Die Assoziation mit Sexualität rühre wahrscheinlich daher, dass die nackte Brust so sehr sexualisiert sei, dass man sie sich in kaum einem anderen Kontext vorstellen könne. «Wir sehen ständig nackte Brüste», sagt Gresens. «Aber immer im Zusammenhang mit Sex.» Die eigentliche Funktion als Muttermilchspender sei aus dem Bewusstsein fast verdrängt worden. Entblößt die Mutter für ihr bereits laufendes oder sogar sprechendes Kind die Brust, dann werde das manchmal als ekelhaft, obszön und anstößig gesehen..."

http://www.news.de/gesundheit/855065384/keine-sperrstunde-fuer-mamas-brust/1/

http://www.news.de/gesundheit/855065525/verkehrte-welt/1/
Zitat"7) Weibliche Brüste werden heute durch die Werbung und Medien sexualisiert, sie dienen als Kaufanreize in der Konsumgesellschaft oder sind ein rein pornografische Darstellung für männliche Sex-Phantasien. Dabei wird ihre biologische Funktion als Nahrungsquelle und Trostspender für das Baby vollständig negiert.

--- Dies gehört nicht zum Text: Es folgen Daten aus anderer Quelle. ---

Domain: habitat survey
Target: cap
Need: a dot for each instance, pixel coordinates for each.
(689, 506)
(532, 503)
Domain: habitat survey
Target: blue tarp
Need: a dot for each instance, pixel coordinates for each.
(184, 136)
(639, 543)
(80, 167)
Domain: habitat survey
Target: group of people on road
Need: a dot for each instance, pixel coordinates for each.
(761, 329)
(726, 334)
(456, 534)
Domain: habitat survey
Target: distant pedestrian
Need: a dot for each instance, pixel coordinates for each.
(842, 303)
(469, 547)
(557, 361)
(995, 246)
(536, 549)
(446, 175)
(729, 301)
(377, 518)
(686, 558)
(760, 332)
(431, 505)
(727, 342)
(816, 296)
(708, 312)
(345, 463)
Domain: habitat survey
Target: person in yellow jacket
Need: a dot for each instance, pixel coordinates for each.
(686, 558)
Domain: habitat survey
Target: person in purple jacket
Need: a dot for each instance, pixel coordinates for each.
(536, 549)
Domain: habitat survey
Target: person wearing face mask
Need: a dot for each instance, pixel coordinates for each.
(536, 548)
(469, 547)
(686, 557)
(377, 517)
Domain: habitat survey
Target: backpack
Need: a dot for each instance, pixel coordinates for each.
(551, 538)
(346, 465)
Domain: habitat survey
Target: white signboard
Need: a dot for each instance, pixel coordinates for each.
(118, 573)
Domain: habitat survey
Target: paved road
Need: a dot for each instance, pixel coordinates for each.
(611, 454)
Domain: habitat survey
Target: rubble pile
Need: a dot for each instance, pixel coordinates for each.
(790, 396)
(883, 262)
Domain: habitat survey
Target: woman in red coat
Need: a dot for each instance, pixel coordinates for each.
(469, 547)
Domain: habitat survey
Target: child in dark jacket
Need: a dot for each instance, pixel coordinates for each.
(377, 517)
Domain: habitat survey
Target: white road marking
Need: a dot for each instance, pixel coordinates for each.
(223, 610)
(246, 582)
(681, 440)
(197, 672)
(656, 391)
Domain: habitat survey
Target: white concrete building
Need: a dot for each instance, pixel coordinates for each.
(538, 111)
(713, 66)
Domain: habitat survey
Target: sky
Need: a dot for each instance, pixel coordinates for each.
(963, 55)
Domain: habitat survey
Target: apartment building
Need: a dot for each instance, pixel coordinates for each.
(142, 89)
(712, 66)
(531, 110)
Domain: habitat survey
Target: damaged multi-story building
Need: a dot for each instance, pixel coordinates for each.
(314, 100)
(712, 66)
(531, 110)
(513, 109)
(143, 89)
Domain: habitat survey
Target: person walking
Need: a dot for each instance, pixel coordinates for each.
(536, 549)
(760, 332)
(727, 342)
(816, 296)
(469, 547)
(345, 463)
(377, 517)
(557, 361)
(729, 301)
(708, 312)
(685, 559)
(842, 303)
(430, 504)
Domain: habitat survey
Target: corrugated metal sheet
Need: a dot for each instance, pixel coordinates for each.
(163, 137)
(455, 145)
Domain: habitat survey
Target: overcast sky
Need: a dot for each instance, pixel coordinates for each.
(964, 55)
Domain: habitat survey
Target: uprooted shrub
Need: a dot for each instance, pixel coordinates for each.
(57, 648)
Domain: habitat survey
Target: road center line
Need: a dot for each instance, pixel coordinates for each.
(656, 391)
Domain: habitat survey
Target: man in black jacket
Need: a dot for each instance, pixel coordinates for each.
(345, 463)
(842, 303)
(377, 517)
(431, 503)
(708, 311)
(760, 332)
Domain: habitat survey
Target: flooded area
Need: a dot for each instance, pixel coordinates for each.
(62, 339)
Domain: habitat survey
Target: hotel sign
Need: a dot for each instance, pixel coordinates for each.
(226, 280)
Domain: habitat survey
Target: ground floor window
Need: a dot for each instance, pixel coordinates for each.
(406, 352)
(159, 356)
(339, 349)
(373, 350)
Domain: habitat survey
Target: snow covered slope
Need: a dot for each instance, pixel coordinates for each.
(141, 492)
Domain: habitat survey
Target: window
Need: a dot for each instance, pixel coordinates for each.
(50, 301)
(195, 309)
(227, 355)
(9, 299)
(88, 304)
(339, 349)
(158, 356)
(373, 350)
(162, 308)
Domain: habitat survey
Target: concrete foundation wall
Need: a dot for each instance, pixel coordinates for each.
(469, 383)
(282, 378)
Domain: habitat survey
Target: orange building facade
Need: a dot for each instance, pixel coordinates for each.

So ist gerade das Stillen in der Öffentlichkeit bei uns keinesfalls normal, sondern wird als eklig oder abstoßend bezeichnet und ist oft genug Gegenstand hitziger Diskussionen. Da werden stillende Mütter schon mal vom Personal aus einem Restaurant oder Museum verwiesen, noch dazu, wenn das gestillte Kind kein Baby mehr ist. Die logische Folge ist, dass viele Mütter ihr größeres Stillkind in der Öffentlichkeit nicht mehr stillen, was aber wiederum bewirkt, dass kaum jemand in der breiten Bevölkerung ahnt, wie viele Kinder mit einem Jahr und älter noch gestillt werden."

http://www.stillkinder.de/fragen_langzeitstillen.html
Zitat"Die Einführung von Bei(!)kost (also nicht "Anstatt"kost) ist jedoch kein Grund abzustillen, denn das Stillen bietet weit über die ersten sechs Monate hinaus viele Vorteile. Wird der Säugling nach Bedarf gestillt und darf er den Zeitpunkt des Abstillens selbst bestimmen, so liegt der Zeitpunkt des Abstillens häufig erst nach dem zweiten oder dritten Geburtstag. Ein echtes Abstillen von Seiten des Kindes im ersten Jahr kommt so gut wie nie vor.
Betrachtet man das Säugeverhalten von Säugetieren und passt die Daten an den Menschen an, so würde sich ein Abstillalter zwischen 2,5 und 7 Jahren ergeben. Der Vergleich des Abstillalters von 64 traditionellen Kulturen, wie er von Katherine Dettwyler und Stuart McAdam in ,,Breastfeeding: Biocultural Perspectives", 1995, angestellt wird, kommt zu einer Kurve, deren Scheitelpunkt kurz vor dem 3. Geburtstag liegt. Der früheste Abstillzeitpunkt der untersuchten Kulturen liegt kurz vor dem ersten Geburtstag, der späteste bei etwa 5 1/2 Jahren.

Die WHO empfiehlt momentan sechs Monate voll zu stillen und das Teilstillen bis mindestens zum 2. Geburtstag und darüber hinaus, so lange Mutter und Kind es wollen."

http://de.wikipedia.org/wiki/Stillen

mousekiller

Ich hab meinen Sohn bis fast zum sechsten Monat stillen dürfen und fand es äußerst praktisch. Abgesehen davon, dass es die günstigste Variante der Säuglingsernährung ist. Angenehmer Nebeneffekt: er war nie ernsthaft krank (bis auf Erkältungserkrankungen und Ziegenpeter/Windpocken) und ihm konnte der Dreck noch so nachlaufen, es störte nicht. Bis heute keine Allergien oder ähnliches, was man als Zivilisationsseuche bezeichnen könnte. Sein Ernährungsstil ist recht gesund trotz dass er hin und wieder mal Meckes oder eine Pizza ißt.

Bei meiner Nichte ist es noch besser zu beobachten: sie ißt zwar gern Schokolade, aber zum Vesper lieber einen Keks oder Joghurt statt Kuchen.
Wenn man keine Ahnung hat - einfach mal die Fresse halten.